Exercises
8.1.3
Homework.
8.1.5
Homework.
8.1.6
Hints
- Explain why is the formulation $F(n) = F(n-1) + p_1$ is wrong. Derive a counter example.
- The optimal solution may be $F(n) = p_n$. Modify it so that it is in terms of $F(k)$ for some $k < n$.
- Generalize.
Solution
Recursive formulation. \begin{aligned} F(0) &= 0 \\ F(n) &= \underset{1 \leq j \leq n}{\max} {p_j + F(n-j) } \end{aligned}
Algorithm.
# input: Length n, and values of pieces of length i, P[i]
# output: Maximum value of all possible cuts on a rod of length n
def dynamicRodCut(n, P[0..n])
# a rod of length zero contributes nothing to revenue
P[0] = 0
# Initialize an array of size n
F = [] * (n+1)
# Set the base case
F[0] = 0
# Compute bottom-up F[i]
for i in 1..n
maxVal = 0
# Compute the maximum among all js
for j in 0..i
# call memoized subinstances
# update if found a greater value
maxVal = max( maxVal, P[j] + F(i-j) )
# memoize
F[i] = maxVal
# return max value of cuts, on given length n
return F[n]
Complexity. Time is $1 + \dots + n = n(n+1)/2$. Additional space is $n+1$.
8.2.2
Homework.
8.2.3
Homework.
8.2.5
Hints
- Recall for the algorithm given in the book, at each step, either we take or leave the ith item.

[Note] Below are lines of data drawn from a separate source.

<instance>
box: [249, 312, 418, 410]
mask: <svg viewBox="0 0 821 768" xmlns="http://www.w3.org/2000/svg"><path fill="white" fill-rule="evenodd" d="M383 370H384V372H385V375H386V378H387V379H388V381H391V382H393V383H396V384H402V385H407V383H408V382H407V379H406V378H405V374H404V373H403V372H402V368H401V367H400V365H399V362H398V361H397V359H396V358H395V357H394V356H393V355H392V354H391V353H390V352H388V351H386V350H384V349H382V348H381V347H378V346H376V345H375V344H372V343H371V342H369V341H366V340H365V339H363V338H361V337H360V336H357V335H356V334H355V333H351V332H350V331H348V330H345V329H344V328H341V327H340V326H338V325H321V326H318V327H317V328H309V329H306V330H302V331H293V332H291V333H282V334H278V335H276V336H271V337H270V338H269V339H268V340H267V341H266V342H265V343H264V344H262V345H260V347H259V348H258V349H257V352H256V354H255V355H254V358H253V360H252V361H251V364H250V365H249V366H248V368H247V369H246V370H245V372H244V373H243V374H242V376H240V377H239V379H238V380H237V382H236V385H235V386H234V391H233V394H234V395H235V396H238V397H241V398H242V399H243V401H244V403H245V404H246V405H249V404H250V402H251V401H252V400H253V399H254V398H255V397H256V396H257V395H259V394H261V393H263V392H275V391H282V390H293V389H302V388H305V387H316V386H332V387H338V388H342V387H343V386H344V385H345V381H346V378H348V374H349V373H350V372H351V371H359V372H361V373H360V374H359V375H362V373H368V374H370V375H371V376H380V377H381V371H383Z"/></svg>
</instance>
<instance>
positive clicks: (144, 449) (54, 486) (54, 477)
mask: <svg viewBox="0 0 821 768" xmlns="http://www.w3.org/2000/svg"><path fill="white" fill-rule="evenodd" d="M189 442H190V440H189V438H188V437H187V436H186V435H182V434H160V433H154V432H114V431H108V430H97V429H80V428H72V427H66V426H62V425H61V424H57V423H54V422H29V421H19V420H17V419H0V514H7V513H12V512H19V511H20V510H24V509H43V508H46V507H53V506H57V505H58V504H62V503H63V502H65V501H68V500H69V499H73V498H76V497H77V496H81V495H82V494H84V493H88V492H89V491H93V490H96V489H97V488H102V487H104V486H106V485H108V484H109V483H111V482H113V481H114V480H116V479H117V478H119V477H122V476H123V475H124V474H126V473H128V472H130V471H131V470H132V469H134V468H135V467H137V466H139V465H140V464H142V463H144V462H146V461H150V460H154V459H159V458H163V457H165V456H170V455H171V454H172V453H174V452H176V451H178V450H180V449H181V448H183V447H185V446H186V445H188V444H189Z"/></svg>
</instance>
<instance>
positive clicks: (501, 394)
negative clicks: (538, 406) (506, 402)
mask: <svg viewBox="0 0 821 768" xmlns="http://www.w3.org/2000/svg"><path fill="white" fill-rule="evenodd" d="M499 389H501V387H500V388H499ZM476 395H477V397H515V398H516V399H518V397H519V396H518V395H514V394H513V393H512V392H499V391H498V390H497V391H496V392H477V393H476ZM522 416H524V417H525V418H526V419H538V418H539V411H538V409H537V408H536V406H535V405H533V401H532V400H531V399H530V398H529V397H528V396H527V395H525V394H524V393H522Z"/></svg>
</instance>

- For our case what if we at each step, either leave all items, or take 1st item, or take 2nd item, .., or nth item. Modify the formulation.
Solution
Recursive Formulation. \begin{aligned} F(W) &= 0 \qquad &\text{if } W < w_j, ; 1 \leq j \leq n \\ F(W) &= \underset{j: W \geq w_j}{\max} F(W - w_j) + v_j &\text{otherwise} \end{aligned}
Algorithm
# memory function
# input: i indicating selecting a multiset of item 1, item 2, .., item i
j capacity
# output: optimal value of a feasible multiset from item 1, item 2, .., item i
def MFKnapsack(i, j, weight, value, F)
# only if not memoized, compute and cache it
if F[i,j] < 0
# find the maximum value among all cases
# item i added 0, 1, 2, .. times constrained by capacity
count = 0
while (count * weight[i]) < j
maxVal = max(
maxVal,
(count * value[i]) + MFKnapsack( i-1, j - (count * weight[i]) )
)
# memoize
F[i,j] = maxVal
return F[i,j]
# input: weight of ith item, value of ith item, total capacity W
# output: max value of a multiset of all given n items
# constrained by capacity W
def dynamicKnapsack(weight[1..n], value[1..n], W)
# memoization table
# all cells -1, indicating no value is computed
F[0..n, 0..W] = -1
# except row 0 and column 0, values are 0, by definition of base case
for i in 0..n, F[i,0] = 0
for i in 0..W, F[0,i] = 0
# compute memoization table F, and read F[n, W]
sol = MFKnapsack(n, W, weight, value, F)
# problem solution is F[n, W]
return sol
8.3.4
Homework.
8.3.8
Hints.
- Recall you have table $R$, where $R[i,j]$ contains the root of the tree of nodes $i, \dots, j$.
- Recall how the optimal solution of knapsack was constructed.
Solution.
# global variables: table R of roots indices
keys A
# input: root node of a tree, and indices i and j of keys covered
# output: None. Tree is modified so the root points to its children
# initialize with i = 1 and j = n
# def optimalBST(root, i, j)
# base case
if root = NULL
return
# index of the root of subtree of keys A_i, .., A_j
k = R[i,j]
# left child
root.left = A[ R[i, k-1] ]
# right child
root.right = A[ R[k+1, j] ]
# Recursively, Call the child
optimalBST(root.left, i, k-1)
optimalBST(root.right, k+1, j)
P.S. Anything by Donald Knuth is worthwhile studying, however for our pragmatic purposes we omit the analysis bounding $\mathcal{O}(n^2)$.